Muitas vezes, a pressão pela conquista de um ideal de felicidade termina por provocar um grau elevado de angústia e frustrações que as conseqüências podem ser irreversíveis. Eu mesmo já fui vítima dessa pressão (e, infelizmente, não estou livre dela), mas também nunca cheguei a cogitar a possibilidade de jogar a toalha, de desistir de tudo. Nem sempre é fácil, claro, mas continuo achando que viver vale muito a pena. No caso de McQueen, as especulações não param: a morte recente da mãe, o uso excessivo de drogas, o também suicídio da amiga Isabella Blow (quem o revelou) e até a exaustiva tarefa de ter que desenvolver várias coleções por ano.

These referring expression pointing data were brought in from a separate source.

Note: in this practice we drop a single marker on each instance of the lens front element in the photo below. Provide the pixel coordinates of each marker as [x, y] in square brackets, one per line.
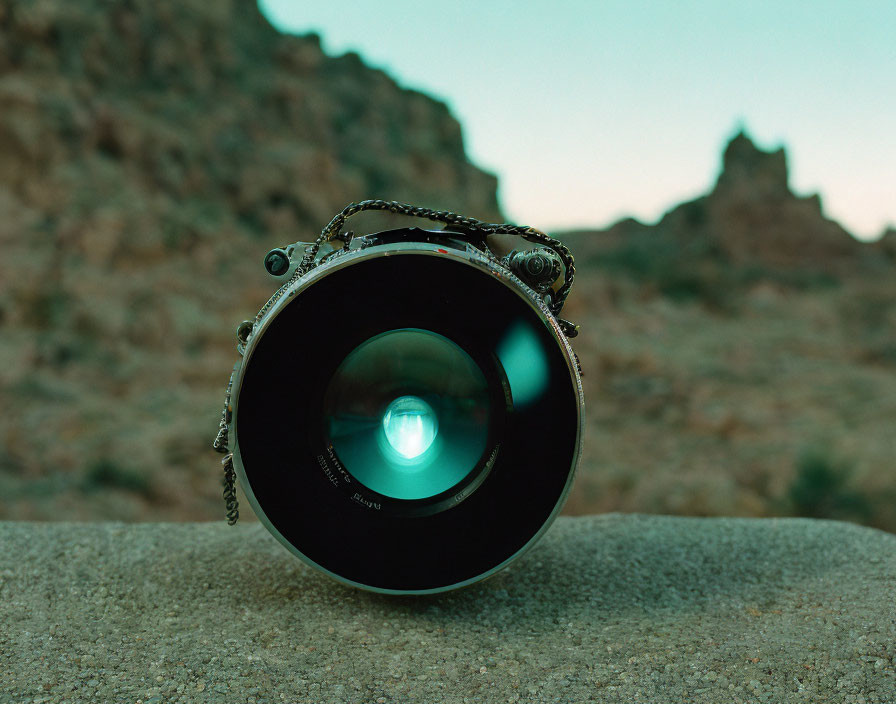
[408, 414]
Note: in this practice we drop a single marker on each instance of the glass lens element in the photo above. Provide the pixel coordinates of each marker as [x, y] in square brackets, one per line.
[410, 426]
[408, 413]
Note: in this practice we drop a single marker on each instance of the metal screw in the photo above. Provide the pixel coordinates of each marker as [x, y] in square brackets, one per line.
[276, 262]
[244, 330]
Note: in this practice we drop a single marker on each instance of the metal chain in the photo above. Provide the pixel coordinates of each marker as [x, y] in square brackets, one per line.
[465, 225]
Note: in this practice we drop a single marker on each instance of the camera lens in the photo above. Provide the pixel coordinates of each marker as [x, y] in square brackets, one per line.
[408, 417]
[407, 414]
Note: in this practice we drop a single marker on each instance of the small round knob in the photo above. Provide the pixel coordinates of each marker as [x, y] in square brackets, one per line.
[276, 262]
[244, 330]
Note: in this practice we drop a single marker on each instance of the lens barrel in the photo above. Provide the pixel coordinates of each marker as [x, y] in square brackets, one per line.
[408, 417]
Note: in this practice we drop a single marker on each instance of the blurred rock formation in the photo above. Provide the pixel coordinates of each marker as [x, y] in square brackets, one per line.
[151, 153]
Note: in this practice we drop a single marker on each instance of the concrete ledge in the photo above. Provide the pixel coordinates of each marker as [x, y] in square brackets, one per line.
[604, 608]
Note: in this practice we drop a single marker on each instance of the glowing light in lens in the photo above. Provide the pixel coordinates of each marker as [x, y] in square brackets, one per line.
[410, 425]
[525, 364]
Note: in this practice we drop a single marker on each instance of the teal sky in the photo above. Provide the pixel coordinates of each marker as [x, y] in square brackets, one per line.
[590, 111]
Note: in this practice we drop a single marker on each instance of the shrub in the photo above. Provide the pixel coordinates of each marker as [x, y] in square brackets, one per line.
[821, 489]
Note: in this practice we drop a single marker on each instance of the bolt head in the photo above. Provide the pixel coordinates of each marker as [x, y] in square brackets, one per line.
[276, 262]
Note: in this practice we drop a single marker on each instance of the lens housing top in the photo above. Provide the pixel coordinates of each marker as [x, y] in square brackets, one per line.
[315, 492]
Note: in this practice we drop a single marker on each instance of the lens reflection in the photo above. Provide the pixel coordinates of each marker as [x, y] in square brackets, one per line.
[407, 412]
[410, 426]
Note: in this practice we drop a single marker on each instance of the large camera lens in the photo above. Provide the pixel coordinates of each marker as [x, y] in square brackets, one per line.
[407, 413]
[408, 419]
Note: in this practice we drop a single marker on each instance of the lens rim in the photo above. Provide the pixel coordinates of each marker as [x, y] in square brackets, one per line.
[443, 247]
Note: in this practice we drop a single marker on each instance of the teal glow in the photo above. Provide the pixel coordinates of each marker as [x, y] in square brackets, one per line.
[410, 426]
[525, 363]
[407, 412]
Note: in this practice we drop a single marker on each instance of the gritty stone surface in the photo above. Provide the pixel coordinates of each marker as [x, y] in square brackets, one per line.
[605, 608]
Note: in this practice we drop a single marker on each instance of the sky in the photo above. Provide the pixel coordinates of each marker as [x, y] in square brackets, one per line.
[590, 111]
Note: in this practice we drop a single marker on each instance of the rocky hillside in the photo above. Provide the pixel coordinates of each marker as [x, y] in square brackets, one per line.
[151, 152]
[740, 357]
[750, 227]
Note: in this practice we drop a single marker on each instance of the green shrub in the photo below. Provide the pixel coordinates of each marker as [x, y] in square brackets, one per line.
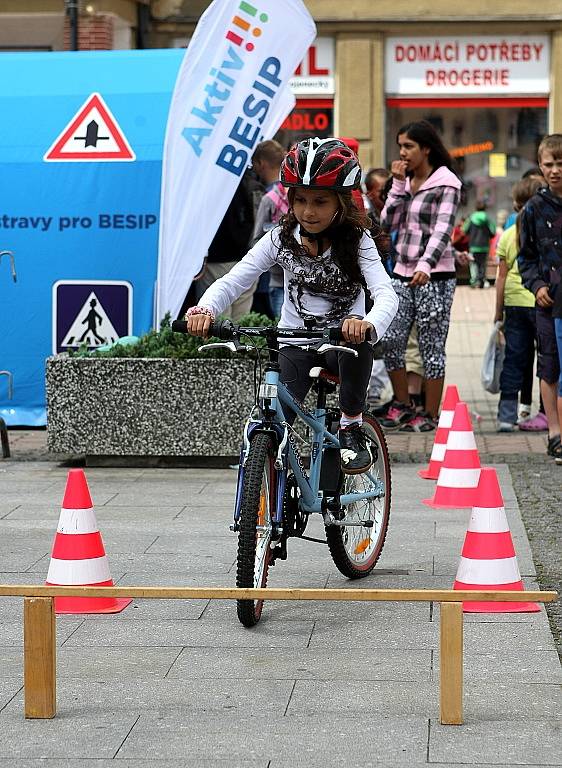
[166, 343]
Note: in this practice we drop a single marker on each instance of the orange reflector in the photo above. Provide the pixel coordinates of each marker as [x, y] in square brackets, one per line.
[362, 546]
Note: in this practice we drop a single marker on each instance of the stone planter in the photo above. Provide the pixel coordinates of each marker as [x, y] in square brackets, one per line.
[141, 407]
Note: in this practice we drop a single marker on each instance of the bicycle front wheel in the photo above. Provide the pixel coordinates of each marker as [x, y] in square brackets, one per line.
[257, 512]
[356, 549]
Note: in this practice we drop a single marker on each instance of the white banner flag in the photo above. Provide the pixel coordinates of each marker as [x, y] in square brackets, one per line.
[231, 93]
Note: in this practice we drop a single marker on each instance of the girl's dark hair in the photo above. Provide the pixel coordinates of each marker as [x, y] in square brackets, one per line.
[344, 234]
[521, 192]
[424, 134]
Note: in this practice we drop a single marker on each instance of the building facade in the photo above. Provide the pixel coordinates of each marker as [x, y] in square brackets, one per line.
[487, 76]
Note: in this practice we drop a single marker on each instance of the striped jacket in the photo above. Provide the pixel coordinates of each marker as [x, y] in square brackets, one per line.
[423, 222]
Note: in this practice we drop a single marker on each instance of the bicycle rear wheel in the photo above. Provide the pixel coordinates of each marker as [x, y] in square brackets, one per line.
[356, 549]
[257, 512]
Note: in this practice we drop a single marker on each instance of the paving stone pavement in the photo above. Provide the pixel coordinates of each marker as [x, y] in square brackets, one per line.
[181, 683]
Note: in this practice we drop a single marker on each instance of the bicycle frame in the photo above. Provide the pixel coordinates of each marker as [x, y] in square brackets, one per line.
[273, 395]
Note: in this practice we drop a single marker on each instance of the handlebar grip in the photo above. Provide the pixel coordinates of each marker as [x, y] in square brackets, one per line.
[223, 329]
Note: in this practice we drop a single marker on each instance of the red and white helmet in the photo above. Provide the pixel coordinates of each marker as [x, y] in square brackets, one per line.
[325, 163]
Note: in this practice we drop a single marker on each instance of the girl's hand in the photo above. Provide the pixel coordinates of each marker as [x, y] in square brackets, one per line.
[419, 278]
[544, 298]
[198, 325]
[398, 169]
[354, 330]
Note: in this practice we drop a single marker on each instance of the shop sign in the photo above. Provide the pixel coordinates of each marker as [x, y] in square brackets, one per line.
[454, 65]
[315, 74]
[316, 122]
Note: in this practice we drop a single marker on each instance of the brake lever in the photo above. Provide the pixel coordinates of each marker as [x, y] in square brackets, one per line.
[233, 346]
[328, 347]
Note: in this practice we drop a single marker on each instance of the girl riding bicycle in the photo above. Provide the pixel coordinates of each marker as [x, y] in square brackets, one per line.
[327, 255]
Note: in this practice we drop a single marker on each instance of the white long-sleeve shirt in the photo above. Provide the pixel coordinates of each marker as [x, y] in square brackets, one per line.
[315, 287]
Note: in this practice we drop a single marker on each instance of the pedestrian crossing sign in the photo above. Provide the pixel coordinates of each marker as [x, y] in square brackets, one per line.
[92, 312]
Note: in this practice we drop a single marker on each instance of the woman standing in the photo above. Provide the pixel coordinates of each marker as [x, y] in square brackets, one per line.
[420, 208]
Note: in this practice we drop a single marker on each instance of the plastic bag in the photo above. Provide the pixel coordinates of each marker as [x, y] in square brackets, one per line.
[492, 363]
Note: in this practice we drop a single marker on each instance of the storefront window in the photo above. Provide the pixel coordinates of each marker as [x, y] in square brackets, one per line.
[492, 145]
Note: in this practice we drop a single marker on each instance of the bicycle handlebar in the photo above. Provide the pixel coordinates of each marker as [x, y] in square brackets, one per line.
[227, 331]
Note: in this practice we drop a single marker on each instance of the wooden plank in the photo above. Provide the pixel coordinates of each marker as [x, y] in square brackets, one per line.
[231, 593]
[451, 674]
[39, 671]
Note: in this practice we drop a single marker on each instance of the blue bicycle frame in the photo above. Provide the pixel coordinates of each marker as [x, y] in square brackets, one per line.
[272, 395]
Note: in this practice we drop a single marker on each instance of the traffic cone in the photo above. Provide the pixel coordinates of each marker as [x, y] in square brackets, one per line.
[78, 557]
[488, 559]
[460, 471]
[440, 443]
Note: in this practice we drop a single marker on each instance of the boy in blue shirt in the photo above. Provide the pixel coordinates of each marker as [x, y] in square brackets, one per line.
[540, 265]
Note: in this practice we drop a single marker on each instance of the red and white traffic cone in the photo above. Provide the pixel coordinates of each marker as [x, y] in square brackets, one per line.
[443, 427]
[460, 471]
[78, 557]
[488, 559]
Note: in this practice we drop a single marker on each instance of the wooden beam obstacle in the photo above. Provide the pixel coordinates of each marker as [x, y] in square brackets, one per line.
[40, 627]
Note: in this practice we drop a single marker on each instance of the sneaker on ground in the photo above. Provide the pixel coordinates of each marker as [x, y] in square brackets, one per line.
[536, 423]
[523, 412]
[354, 452]
[421, 422]
[505, 426]
[397, 414]
[553, 445]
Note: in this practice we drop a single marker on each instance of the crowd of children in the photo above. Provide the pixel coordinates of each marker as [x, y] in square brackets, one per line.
[315, 249]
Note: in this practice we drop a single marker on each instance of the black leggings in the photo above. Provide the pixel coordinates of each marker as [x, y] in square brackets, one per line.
[354, 373]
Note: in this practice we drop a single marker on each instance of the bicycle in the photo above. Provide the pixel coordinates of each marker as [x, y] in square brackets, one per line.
[275, 493]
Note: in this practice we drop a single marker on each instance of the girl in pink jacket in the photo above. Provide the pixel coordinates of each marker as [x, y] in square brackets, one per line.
[420, 209]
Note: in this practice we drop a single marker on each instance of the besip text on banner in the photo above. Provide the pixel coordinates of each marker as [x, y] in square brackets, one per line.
[231, 92]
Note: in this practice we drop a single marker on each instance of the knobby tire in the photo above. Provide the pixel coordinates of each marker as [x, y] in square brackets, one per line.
[257, 507]
[340, 539]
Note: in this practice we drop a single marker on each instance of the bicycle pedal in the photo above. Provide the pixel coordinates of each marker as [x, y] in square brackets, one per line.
[278, 553]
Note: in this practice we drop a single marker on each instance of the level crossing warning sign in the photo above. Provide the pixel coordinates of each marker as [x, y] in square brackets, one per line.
[90, 312]
[92, 134]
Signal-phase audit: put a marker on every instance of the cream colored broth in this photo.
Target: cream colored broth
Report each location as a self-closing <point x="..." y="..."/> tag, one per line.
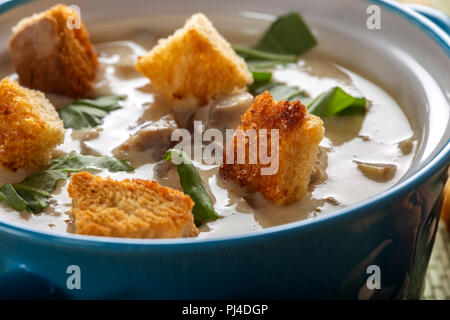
<point x="373" y="138"/>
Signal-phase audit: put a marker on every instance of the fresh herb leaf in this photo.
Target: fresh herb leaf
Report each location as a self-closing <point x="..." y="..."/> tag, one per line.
<point x="73" y="162"/>
<point x="12" y="198"/>
<point x="87" y="113"/>
<point x="286" y="39"/>
<point x="289" y="34"/>
<point x="251" y="53"/>
<point x="193" y="186"/>
<point x="327" y="104"/>
<point x="279" y="91"/>
<point x="32" y="193"/>
<point x="336" y="101"/>
<point x="261" y="76"/>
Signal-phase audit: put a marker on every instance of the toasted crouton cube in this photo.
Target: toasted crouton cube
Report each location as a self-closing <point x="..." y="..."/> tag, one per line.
<point x="30" y="127"/>
<point x="299" y="136"/>
<point x="129" y="208"/>
<point x="195" y="61"/>
<point x="50" y="56"/>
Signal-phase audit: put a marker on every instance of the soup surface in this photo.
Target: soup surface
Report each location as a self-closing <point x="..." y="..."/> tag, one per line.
<point x="344" y="175"/>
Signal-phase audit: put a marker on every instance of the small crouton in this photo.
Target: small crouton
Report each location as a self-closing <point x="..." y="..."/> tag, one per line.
<point x="30" y="127"/>
<point x="195" y="61"/>
<point x="129" y="208"/>
<point x="299" y="137"/>
<point x="50" y="56"/>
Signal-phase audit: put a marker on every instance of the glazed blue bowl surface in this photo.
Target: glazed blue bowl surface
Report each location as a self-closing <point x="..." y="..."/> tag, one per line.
<point x="322" y="258"/>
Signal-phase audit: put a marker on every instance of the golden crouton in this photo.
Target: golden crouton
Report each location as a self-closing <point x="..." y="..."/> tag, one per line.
<point x="50" y="56"/>
<point x="299" y="137"/>
<point x="195" y="61"/>
<point x="129" y="208"/>
<point x="30" y="127"/>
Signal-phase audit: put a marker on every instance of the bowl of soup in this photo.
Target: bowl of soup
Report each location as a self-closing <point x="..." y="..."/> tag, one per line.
<point x="364" y="225"/>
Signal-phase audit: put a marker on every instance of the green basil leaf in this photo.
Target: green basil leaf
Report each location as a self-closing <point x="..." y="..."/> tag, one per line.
<point x="279" y="91"/>
<point x="73" y="162"/>
<point x="289" y="34"/>
<point x="192" y="186"/>
<point x="336" y="101"/>
<point x="261" y="77"/>
<point x="251" y="53"/>
<point x="87" y="113"/>
<point x="32" y="193"/>
<point x="12" y="198"/>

Curioso que sou, fui em busca de uma entrevista que ele concedeu a ELLE francesa, reproduzida no Brasil em agosto de 1998, para tentar encontrar alguma pista que já denunciasse, naquela época, no auge da sua carreira, algum componente trágico na sua personalidade. Não encontrei nada muito revelador, mas, mesmo assim, selecionei algumas frases bem interessantes: “Gostaria de ter mais tempo pra mim. Trabalho 20 horas em 24. / Temo chegar a ficar satisfeito comigo mesmo. / Só serei feliz no dia em que me aposentar. / Gostaria de me tornar um grande repórter”. Como uma coisa puxa outra, logo me lembrei de Rafael, um personagem de uma comédia espanhola chamada "Crimen Perfecto" (2004), cuja maior ambição é desfrutar de uma vida que esteja de acordo com o seu bel-prazer. “Prefiro morrer a me conformar com uma existência medíocre” – diz ele. Passo a bola pra vocês. Há algum heroísmo ou autenticidade nisso ou, assim como eu, vocês veem com desconfiança essa justificativa?


Por outro lado, uma boa notícia é que o ator Daniel Radcliffe, mais conhecido por viver o bruxinho Harry Potter nos cinemas, acaba de emprestar a sua imagem para uma campanha contra o suicídio de adolescentes homossexuais, nos Estados Unidos. Li num site que, lá, são registrados por ano cerca de 32 mil suicídios, entre gays de 14 e 15 anos. Assustador, não? Independente da orientação sexual, raça, religião, enfim, acho que não podemos fechar os olhos para essa realidade. Ninguém tira a própria vida simplesmente por achar que não faz parte de uma zona de conforto. Os nossos dramas cotidianos, principalmente os silenciosos, tendem a nos empurrar para um gradativo isolamento, por isso é fundamental que parentes ou amigos, ao menor sinal de depressão, encaminhem a pessoa a um médico.


E, no último final de semana, perdemos também o querido bibliófilo José Mindlin, aos 95 anos. No ano passado, durante um imprevisível temporal em São Paulo, me refugiei na porta da casa dele. Era um domingo à tarde e me enchi de orgulho só em poder estar ali. Enquanto o céu desabava, ficava imaginando as preciosidades literárias que deveriam estar lá dentro. A sua paixão incurável pelos livros ele tão bem resumiu numa frase que eu acho ótima: “Trocaria de bom grado dois terços da minha biblioteca por metade da minha idade, mas naturalmente para começar tudo de novo”. Vai deixar saudades. E o terremoto no Chile, hein? É melhor ir parando por aqui. A semana começou melancólica. Abração!